Just when we thought Volvo Group was positioning itself to buy Isuzu, the Swedish global truck and bus maker has stunned the industry  by forking out just over $AUD175million to buy the heavy truck making operations of Chinese auto maker JMC (Jiangling Motor Corporation).

AB Volvo revealed this week that it had struck the deal to  buy the heavy duty truck subsidiary of JMC, to give the Swede a manufacturing base in the world’s largest vehicle market enabling it to make trucks in China to not only give it entree to the Chinese market but also to other emerging markets through Asia with a lower cost production base.

The JMC acquisition includes a manufacturing site in China’s northern city of Taiyuan. Volvo said it aims to start production of its new heavy duty Volvo FH, Volvo FM and FMX trucks at the Chinese facility by the end of 2022.

Volvo says that within a few years the plant will have a planned annual production capacity of 15,000 trucks per annum, with the potential to increase capacity further.

The Company said  that the Volvo Truck brand has been active in China since 1934 adding that in 2020, more than 4,500 heavy-duty Volvo trucks  were imported and sold in China.  Volvo said that expanding its business operation in China  was in line with its long-term  strategy .

“We are committed to shaping the future of sustainable transport solutions, said Volvo Trucks president, Roger Alm.

“With our long-standing presence in China, we are growing our sales, and we are expanding our strong network of sales and service points together with our private dealer partners,” he said.

“Over the last couple of years, we have seen a fast development of the logistics markets and an increasing demand for our premium trucks and services and to meet the demand from Chinese transport operators, the time is right for us to establish a regional value chain with our own heavy-duty truck manufacturing in China,” he concluded

The operations in Taiyuan will include stamping, welding, manufacturing of cabs, painting and the final assembly of Volvo trucks. After investment, within a few years, the plant will have the capacity to produce 15,000 Volvo trucks per year with the potential to increase the capacity further.

Chinese car maker Geely, which purchased the Volvo Car operation from Ford in 2010, is a shareholder in JMC and also in AB Volvo. Geely’s focus however is on the light vehicle operations where JMC makes Ford sourced vans, utes and  SUVs.

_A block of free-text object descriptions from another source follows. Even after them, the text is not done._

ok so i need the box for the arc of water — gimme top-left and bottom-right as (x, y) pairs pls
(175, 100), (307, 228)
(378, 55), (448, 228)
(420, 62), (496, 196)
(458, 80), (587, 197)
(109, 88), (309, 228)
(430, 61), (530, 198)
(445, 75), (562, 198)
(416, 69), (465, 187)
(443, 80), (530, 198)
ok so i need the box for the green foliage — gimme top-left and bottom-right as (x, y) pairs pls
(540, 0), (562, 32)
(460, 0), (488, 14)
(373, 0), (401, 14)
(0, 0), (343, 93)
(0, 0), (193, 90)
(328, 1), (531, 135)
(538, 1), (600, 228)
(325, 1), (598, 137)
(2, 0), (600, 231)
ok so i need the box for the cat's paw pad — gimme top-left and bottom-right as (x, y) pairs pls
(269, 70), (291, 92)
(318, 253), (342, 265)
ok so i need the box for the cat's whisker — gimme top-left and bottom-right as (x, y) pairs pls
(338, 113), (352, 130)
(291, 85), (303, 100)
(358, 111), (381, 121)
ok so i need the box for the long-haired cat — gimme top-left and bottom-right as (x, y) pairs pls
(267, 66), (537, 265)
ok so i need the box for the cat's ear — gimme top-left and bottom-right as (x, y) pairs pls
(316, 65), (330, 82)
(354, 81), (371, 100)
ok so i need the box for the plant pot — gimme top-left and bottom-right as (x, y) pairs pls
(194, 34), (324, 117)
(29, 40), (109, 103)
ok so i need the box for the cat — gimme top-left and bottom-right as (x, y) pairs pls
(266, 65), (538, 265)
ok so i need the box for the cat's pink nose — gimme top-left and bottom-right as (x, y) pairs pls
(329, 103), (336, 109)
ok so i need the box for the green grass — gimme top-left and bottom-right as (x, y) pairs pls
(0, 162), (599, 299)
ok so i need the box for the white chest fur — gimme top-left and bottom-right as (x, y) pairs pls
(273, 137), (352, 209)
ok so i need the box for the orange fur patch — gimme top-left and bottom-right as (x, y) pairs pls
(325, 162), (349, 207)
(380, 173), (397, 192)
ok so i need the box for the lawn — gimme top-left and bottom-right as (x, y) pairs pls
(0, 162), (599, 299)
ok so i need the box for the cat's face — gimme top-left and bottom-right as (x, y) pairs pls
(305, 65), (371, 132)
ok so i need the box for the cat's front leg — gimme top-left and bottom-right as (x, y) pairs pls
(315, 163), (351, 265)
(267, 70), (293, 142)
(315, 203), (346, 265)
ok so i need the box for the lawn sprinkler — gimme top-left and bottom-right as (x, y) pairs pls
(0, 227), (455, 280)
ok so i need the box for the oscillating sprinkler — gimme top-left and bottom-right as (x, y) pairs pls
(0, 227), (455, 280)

JMC did flirt with operations in Australia for a short time, opening an office in Sydney’s inner west based in a car sales yard on Parramatta Rd and sold a small number of JMC Utes, based on an older Ford Courier/Ranger model

Perhaps it is coincidence that Volvo has bought the Chinese brand  or perhaps it may be because of the fact that  Geely is also on the JMC share register along with Ford . The cross pollination in the automotive industry is making for a very complex and convoluted web that reveals a lot of strange bedfellows and unlikely alliances.

With the Chinese economy still on the rise  it is seen by global truck makers as an essential place to be. China’s booming e-commerce has driven a massive boom in transport logistics in the world’s most populous country and  major truck makers are planning truck production there to meet demand as Chinese authorities introduce increasingly tough safety and emission regulations the local truck makers will struggle to easily meet.

Volvo’s move follows Swedish rival Scania, one of VW Traton’s truck brands, and its moves in building its own production facility in China, while Daimler has established a joint venture with Foton which will see  the Mercedes Benz Actros built outside Beijing

While Volvo has bought a foothold in China, a move to buy Isuzu in the future could not be ruled out.  The purchase price for the JMC truck operation was only around five per cent of  the price it got for selling UD to Isuzu in 2019, meaning  the Swede is still cashed up and capable of  another significant corporate play.